La mère de Navalny, Lyudmila, et les avocats de la famille ont passé les trois derniers jours dans une région reculée du nord de la Russie pour tenter de retrouver son corps et d’établir la cause du décès après l’annonce vendredi de la mort du militant en prison.

Mais lundi, les enquêteurs russes leur ont indiqué que l’enquête sur la mort de Navalny avait été prolongée pour une durée indéterminée, tandis que le personnel de la morgue n’a pas voulu dire s’ils avaient son corps.

« Ils mentent, gagnent du temps pour eux-mêmes et ne le cachent même pas », a écrit Kira Yarmysh, porte-parole de la famille Navalny, sur les réseaux sociaux.

Le secret entourant la mort de Navalny dans la colonie pénitentiaire à sécurité maximale IK-3 à Kharp, une petite ville du cercle polaire arctique, a conduit ses alliés à croire qu’il a probablement été assassiné sur ordre du président Vladimir Poutine.

Les États membres de l’UE devraient demander de nouvelles sanctions contre Moscou suite à la mort de Navalny, a déclaré lundi le plus haut diplomate de l’Union.

« Nous devons envoyer un message de soutien à l’opposition russe », a déclaré Josep Borrell. « Donc, sur les deux fronts, politique et militaire, nous devons continuer à soutenir l’Ukraine et le peuple russe qui veut vivre en liberté. » La veuve de Navalny, Yulia, se joint lundi à une réunion des ministres des Affaires étrangères de l’UE à Bruxelles.

Le Kremlin a déclaré lundi que les enquêteurs « faisaient tout ce qui était nécessaire » pour établir la cause de la mort de Navalny et a rejeté les accusations occidentales concernant l’implication de Poutine.

« En l’absence d’informations, il est inacceptable de faire des déclarations aussi grossières », a déclaré aux journalistes le porte-parole de Poutine, Dmitri Peskov. « Ces déclarations ne peuvent pas nuire au leader de notre pays, mais elles ne donnent certainement pas une bonne image à ceux qui les prononcent. »

Peskov a déclaré que le Kremlin « n’était pas impliqué » dans l’enquête ou dans la manipulation du corps de Navalny.

Fervent critique de Poutine et de l’invasion de l’Ukraine, Navalny, 47 ans, était emprisonné depuis son retour en Russie en 2021 après s’être remis d’un empoisonnement par un agent neurotoxique qu’il imputait au président russe.

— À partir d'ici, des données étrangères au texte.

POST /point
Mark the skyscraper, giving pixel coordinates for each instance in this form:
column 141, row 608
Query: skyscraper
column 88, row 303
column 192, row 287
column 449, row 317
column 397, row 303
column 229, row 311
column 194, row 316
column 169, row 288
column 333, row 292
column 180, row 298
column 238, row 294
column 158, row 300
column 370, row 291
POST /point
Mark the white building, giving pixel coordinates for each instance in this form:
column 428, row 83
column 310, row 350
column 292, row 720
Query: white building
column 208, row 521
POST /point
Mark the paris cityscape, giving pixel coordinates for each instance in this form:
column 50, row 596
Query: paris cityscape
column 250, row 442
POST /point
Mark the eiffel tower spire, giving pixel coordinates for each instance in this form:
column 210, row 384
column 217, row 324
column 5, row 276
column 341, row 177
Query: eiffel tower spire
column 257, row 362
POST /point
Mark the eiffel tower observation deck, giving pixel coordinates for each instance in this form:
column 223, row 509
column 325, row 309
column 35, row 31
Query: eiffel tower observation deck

Malgré les conséquences néfastes de 27 séjours en cellule disciplinaire, conditions qu’il a qualifiées de torture, Navalny a semblé normal lors de sa comparution devant le tribunal jeudi dernier et lors d’une visite à sa famille trois jours plus tôt, alimentant encore davantage les soupçons de ses alliés.

Vendredi peu avant minuit, un convoi de véhicules de la police et des services pénitentiaires a emprunté la seule route reliant Kharp à Salekhard, la ville où les responsables de la colonie pénitentiaire ont déclaré à la mère de Navalny que son corps avait été emmené à la morgue.

Les images des caméras de sécurité du convoi inhabituel, publiées dimanche par Mediazona, un média russe indépendant, ont fait naître des soupçons selon lesquelles il transportait secrètement le corps de Navalny en pleine nuit.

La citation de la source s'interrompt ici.